Lo más grave no es el escándalo. Lo más grave es la costumbre. Esa sensación de que todo esto ya lo hemos visto antes. Cambian los nombres, pero el guion es el mismo: impunidad, arrogancia, falta de decencia. Y una jauría mediática que solo reacciona cuando el hedor se vuelve insoportable. ¿Dónde están las feministas de partido ahora? ¿Dónde están los que exigían dimisiones por un chiste hace tres años? Parece que el feminismo también tiene carné, y que hay silencios que se compran al peso del escaño. Y mientras tanto, la palabra «igualdad» sigue colgada en los discursos oficiales como si no se hubiera oxidado. Como si este caso no destapara algo mucho más profundo que un comportamiento inmoral: la normalización de la doble moral.

Porque lo verdaderamente insoportable no es lo que hizo. Es cómo lo hizo sabiendo que podía hacerlo. Es esa impunidad aprendida, esa certeza de que nada pasa si se calla lo suficiente. Que, con una sonrisa, una justificación y una cortina de humo, todo se olvida. Pero no, no es cuestión de ideología. Es cuestión de vergüenza. Lo que ha salido a la luz es indecente, inaceptable e impropio de un país que quiere mirarse al espejo sin vomitar.

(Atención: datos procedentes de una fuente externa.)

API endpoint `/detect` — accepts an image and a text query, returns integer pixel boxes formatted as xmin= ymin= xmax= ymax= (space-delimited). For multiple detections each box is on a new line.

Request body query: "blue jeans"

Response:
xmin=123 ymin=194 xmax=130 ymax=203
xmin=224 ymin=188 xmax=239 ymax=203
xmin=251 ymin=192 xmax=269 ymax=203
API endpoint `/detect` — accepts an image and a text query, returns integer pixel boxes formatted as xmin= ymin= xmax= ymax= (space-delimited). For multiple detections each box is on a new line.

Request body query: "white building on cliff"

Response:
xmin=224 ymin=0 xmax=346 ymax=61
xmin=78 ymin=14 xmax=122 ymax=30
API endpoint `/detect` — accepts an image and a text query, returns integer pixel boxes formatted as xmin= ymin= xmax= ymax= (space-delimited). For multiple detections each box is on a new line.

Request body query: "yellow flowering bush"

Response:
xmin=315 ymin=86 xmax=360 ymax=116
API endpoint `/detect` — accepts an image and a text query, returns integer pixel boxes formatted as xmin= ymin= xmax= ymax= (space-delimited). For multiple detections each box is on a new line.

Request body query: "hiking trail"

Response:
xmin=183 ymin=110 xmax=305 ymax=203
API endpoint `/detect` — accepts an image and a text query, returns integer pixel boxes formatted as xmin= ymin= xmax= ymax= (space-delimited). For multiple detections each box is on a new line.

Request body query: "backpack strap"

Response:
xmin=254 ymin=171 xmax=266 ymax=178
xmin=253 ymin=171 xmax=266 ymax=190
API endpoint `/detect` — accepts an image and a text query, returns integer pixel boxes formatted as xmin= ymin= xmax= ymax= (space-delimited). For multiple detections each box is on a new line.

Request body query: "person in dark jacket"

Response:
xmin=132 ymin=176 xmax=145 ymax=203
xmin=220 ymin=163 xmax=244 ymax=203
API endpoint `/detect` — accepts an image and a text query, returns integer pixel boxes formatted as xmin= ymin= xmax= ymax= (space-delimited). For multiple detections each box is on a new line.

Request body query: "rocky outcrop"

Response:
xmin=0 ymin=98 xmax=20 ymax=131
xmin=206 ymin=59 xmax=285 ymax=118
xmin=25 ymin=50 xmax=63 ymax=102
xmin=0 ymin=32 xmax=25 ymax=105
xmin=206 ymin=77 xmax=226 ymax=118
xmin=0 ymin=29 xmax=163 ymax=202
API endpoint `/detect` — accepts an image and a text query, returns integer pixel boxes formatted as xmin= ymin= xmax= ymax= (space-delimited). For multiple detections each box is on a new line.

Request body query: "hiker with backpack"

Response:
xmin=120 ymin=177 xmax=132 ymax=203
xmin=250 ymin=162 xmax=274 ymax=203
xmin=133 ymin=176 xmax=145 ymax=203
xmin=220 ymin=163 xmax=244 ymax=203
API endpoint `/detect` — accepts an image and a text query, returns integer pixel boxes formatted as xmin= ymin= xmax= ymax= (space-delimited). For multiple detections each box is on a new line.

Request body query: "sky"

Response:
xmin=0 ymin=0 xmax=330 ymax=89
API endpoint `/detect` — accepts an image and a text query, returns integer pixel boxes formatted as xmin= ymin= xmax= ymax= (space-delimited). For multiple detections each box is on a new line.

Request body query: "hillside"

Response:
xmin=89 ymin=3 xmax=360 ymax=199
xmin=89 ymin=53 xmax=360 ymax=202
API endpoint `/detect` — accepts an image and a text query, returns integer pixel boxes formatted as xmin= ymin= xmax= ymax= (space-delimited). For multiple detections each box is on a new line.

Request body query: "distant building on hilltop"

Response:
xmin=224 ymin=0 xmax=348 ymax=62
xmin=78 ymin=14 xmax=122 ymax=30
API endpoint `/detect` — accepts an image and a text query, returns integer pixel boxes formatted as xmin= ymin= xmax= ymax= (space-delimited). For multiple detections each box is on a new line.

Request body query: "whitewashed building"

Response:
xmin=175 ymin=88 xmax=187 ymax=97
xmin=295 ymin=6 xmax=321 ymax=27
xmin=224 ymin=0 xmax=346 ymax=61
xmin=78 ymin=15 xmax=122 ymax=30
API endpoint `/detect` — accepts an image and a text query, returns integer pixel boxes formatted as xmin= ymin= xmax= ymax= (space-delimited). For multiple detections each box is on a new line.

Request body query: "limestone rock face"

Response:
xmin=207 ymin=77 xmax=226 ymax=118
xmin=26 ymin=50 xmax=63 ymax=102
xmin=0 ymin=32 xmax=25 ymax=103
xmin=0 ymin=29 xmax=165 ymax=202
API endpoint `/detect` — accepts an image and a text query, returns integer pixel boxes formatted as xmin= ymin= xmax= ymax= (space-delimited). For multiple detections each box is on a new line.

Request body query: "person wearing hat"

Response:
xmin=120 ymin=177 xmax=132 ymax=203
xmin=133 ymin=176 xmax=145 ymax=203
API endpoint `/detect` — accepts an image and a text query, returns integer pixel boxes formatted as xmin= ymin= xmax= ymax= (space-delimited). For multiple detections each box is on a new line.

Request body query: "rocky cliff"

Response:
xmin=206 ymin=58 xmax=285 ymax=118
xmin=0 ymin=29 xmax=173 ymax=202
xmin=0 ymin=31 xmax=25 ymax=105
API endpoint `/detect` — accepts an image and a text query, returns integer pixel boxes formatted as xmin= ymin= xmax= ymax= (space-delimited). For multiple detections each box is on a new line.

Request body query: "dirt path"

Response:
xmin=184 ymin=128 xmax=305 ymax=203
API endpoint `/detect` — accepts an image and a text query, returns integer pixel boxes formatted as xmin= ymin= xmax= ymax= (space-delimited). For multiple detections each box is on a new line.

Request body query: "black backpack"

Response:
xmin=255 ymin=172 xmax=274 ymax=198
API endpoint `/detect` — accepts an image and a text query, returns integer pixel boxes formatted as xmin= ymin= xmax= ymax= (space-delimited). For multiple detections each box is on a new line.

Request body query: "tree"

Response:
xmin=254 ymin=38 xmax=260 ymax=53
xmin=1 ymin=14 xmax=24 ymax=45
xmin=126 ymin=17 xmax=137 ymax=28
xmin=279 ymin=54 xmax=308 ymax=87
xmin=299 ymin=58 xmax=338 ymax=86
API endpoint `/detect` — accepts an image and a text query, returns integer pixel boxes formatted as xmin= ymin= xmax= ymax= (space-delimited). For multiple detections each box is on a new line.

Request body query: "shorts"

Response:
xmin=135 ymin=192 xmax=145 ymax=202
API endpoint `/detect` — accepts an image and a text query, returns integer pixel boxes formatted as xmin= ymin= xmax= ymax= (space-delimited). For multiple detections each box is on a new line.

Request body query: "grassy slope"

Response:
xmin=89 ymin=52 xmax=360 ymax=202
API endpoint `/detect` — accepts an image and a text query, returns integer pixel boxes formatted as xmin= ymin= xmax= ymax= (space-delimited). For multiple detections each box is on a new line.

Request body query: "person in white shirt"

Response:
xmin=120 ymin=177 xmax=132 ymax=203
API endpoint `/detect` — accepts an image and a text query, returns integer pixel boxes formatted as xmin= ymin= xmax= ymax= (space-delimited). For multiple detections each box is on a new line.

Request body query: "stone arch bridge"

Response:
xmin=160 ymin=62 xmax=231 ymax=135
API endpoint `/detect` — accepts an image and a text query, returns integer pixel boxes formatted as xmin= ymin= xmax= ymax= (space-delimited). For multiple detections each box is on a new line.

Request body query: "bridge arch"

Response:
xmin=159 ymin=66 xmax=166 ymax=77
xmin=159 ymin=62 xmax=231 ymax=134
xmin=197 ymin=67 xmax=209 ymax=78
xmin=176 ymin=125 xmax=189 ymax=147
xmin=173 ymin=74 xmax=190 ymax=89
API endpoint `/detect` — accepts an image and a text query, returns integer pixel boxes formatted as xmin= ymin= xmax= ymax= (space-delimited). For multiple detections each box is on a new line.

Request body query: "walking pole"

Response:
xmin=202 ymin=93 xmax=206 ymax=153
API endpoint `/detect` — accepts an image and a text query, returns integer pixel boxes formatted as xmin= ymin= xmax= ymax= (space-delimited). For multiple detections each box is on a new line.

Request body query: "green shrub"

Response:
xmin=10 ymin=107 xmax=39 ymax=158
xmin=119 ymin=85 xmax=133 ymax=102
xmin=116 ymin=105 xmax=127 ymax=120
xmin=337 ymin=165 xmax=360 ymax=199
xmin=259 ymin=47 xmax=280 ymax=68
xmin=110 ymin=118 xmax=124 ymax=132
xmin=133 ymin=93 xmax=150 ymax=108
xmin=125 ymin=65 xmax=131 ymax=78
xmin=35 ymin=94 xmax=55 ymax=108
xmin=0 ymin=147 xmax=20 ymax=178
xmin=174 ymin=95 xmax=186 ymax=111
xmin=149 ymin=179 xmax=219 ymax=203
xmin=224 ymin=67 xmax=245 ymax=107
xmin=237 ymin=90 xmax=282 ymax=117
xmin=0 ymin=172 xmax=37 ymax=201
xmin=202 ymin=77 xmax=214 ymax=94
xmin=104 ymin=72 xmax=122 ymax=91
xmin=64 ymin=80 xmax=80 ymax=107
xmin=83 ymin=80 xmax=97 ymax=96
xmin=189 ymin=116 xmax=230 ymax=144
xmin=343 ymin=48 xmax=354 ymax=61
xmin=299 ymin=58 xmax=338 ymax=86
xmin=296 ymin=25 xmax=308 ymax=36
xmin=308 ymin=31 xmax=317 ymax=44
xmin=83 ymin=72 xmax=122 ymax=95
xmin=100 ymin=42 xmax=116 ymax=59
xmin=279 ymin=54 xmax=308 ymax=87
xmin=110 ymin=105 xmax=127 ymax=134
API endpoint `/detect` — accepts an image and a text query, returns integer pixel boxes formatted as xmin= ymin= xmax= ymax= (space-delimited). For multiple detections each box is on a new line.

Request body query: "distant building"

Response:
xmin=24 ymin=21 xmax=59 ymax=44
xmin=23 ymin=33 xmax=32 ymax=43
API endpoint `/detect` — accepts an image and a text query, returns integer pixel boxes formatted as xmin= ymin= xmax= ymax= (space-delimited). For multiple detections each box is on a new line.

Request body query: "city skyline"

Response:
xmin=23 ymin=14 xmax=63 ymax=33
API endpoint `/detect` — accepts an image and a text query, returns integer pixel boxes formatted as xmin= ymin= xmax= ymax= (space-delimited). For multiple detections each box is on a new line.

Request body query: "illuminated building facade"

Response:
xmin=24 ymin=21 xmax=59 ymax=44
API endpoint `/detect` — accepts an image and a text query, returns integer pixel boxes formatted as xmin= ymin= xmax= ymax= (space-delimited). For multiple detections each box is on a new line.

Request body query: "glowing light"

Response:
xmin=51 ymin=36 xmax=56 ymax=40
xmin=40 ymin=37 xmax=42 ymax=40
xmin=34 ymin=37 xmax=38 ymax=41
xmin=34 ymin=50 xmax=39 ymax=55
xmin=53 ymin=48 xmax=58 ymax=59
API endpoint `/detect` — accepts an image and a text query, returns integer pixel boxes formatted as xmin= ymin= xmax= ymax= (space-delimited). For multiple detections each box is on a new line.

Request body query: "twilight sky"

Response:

Y sí, señores del poder: el feminismo no se defiende con pancartas, se defiende con hechos. Con coherencia. Con limpieza. Con justicia. Todo lo demás es marketing. Y del malo. Porque el machismo institucional no se esconde: se exhibe con corbata y sonrisa. Y ya va siendo hora de arrancarles el disfraz. Y que nadie se confunda: esto no va de partidos. Va de dignidad. Y esa, o se tiene o se disimula.